È tutta una sovrastruttura che non c’entra niente con la musica in sé, ma ha a che fare con il volere dare una determinata immagine di sé. La musica non riesce ad avere la stessa importanza dell’atteggiamento, a volte perché 1) è troppo poco interessante, altre perché 2) le pose sono così fastidiose da ucciderla. Il fatto che la musica non sia un granché (caso 1) spinge l’artista a sovrapporci qualcos’altro per renderla apparentemente più completa. E questo prevede la consapevolezza da parte dell’artista. Potrebbe anche essere, invece, un’azione inconsapevole, nel senso di ingenua, cioè uno si crede artista perché ha scritto una manciata di canzoni e allora si muove da artista, parla da artista, canta da artista eccetera.
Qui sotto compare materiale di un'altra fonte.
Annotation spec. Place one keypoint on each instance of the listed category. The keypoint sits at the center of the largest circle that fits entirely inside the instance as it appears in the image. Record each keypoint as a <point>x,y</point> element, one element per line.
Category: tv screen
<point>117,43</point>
Oppure si crede anche scrittore perché è un artista a tutto tondo (e qui si verifica spesso il caso 2).
Fai musica per fare il teatro o fai musica e ti scappa fuori anche un po’ di teatro? Abbiamo tutti una scala di valori diversa, ma io, quando ascolto un disco o vedo un concertino, vorrei prima di tutto sentire della musica e non essere infastidito dal cantante. Uno può avere anche altro da dire, la musica può stargli stretta, e questo può essere ok, ma i casi in cui tutto riesce bene sono rari.
Giù dal palco, la pantomima potrebbe continuare. Non sopporto quei musicisti che quando parlano devono per forza farti capire che sono artisti, anche se li incontri al cesso di una discoteca. Fenomeno calmati. Se proprio lo desideri, potresti essere considerato artista anche solo perché scrivi bene le canzoni. Pensaci. Preferisco quelli che fanno della legna e non si vede che la fanno, si sente e basta.